TurboQuant - Extreme KV Cache Quantization · ggml-org/llama.cpp · Discussion #20969

[-]

Acrobatic_Bee_6660@reddit

I'm the author of the HIP/ROCm port for this. Running on RX 7900 XTX / gfx1100 / ROCm 6.4.

Quick summary of what works on AMD:

- Qwen3.5-9B: turbo3 PPL +1.17% vs f16, throughput within 1%

- 27B @ 80K context: f16 OOMs, turbo3 runs (314 t/s pp, 29.4 t/s tg)

- Gemma 4 26B MoE: turbo3 on all layers is catastrophic, but turbo3 on global + f16 on SWA works — I added `--cache-type-k-swa` / `--cache-type-v-swa` flags for this

Repo: https://github.com/domvox/llama.cpp-turboquant-hip

Full benchmarks: https://github.com/ggml-org/llama.cpp/discussions/21526

Would love validation from other AMD GPU owners.

[-]

LippyBumblebutt@reddit

I tried your fork on gfx1201. It lets me run turbo3/turbo4 kv cache with the promised VRAM reduction.

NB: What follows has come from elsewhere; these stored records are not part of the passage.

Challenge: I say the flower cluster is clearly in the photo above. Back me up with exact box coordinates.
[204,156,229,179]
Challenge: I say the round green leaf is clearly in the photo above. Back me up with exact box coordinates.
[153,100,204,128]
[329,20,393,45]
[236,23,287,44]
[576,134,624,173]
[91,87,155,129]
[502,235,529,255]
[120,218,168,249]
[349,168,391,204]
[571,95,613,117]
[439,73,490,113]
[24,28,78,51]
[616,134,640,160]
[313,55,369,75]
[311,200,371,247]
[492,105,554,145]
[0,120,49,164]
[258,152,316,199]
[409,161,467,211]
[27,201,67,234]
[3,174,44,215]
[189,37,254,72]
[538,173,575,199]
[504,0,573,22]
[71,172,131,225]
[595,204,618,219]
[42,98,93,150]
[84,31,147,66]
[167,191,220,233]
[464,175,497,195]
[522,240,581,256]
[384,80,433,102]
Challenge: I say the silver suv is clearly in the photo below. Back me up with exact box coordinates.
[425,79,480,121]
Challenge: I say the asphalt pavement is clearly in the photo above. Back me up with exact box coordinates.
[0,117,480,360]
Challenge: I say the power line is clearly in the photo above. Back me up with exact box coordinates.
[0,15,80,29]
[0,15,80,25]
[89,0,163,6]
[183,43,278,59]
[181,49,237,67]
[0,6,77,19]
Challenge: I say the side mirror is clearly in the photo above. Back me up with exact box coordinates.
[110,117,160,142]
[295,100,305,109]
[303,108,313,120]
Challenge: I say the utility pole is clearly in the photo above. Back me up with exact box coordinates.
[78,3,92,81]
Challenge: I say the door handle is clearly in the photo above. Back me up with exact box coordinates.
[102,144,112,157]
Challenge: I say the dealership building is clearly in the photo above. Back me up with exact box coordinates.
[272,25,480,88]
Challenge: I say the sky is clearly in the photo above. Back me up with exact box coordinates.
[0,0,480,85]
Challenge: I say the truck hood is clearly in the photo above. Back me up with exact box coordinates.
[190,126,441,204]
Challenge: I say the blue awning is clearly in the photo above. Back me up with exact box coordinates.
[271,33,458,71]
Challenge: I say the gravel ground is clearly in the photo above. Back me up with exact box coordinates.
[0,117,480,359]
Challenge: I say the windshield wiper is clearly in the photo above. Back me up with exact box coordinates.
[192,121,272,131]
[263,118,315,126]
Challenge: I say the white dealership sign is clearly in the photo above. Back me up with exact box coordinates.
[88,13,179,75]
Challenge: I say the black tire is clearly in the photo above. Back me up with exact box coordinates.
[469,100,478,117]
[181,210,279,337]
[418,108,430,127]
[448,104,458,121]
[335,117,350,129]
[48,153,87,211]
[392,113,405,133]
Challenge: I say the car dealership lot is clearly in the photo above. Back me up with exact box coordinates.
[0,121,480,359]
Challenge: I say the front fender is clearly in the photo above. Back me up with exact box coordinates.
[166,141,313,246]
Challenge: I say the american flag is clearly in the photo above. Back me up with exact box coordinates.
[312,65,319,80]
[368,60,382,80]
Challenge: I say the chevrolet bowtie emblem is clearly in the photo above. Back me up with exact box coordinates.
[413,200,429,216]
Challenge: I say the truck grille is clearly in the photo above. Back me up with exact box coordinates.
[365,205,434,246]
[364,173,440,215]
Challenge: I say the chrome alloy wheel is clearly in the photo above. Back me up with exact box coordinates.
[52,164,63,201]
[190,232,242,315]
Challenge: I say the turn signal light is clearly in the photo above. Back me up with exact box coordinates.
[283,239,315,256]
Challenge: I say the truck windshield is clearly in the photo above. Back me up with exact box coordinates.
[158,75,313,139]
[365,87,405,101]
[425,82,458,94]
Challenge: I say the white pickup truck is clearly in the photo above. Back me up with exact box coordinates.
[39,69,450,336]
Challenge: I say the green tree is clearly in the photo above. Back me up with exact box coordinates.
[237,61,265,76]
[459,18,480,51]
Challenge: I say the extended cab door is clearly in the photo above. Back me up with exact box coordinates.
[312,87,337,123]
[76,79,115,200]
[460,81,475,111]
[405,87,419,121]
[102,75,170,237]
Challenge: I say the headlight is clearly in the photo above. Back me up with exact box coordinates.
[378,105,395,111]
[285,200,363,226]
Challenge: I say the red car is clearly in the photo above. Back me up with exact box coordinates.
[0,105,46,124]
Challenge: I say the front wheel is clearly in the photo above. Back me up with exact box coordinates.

But I don't really see the difference to the version from TheTom. It compiles with ROCm and runs turboquant just as well.

Actually, llama-bench fails with an error main: error: failed to create context with model on your treem while TheToms version works. I didn't compile exactly the same version for both though...

Another thing. I tried your turboquant-hip tests. tq_validate passes without errors. tq_bench fails onv MSE Verification (GPU MSE (TQ3): 0.994817) and has Time: 0.000 ms on the other tests.

[-]

Fair point on TheTom’s branch too — the core TurboQuant implementation is closely related. The main extra thing on my side is SWA-aware KV overrides for models like Gemma 4, where turbo on sliding-window layers can be catastrophic.

If you can share the exact llama-bench command, ROCm version, and tq_bench output, I can try to narrow down the issues you hit.

[-]

LippyBumblebutt@reddit

tq_bench

./llama-bench --model ~/Downloads/gemma-4-E4B-it-UD-Q8_K_XL.gguf --cache-type-k $quant --cache-type-v $quant

quant q4_0 & q8_0 fail on your and TheToms version (also on official vulkan build). turbo3/4 fails on your and succeeds on TheTom. f16 succeeds on all.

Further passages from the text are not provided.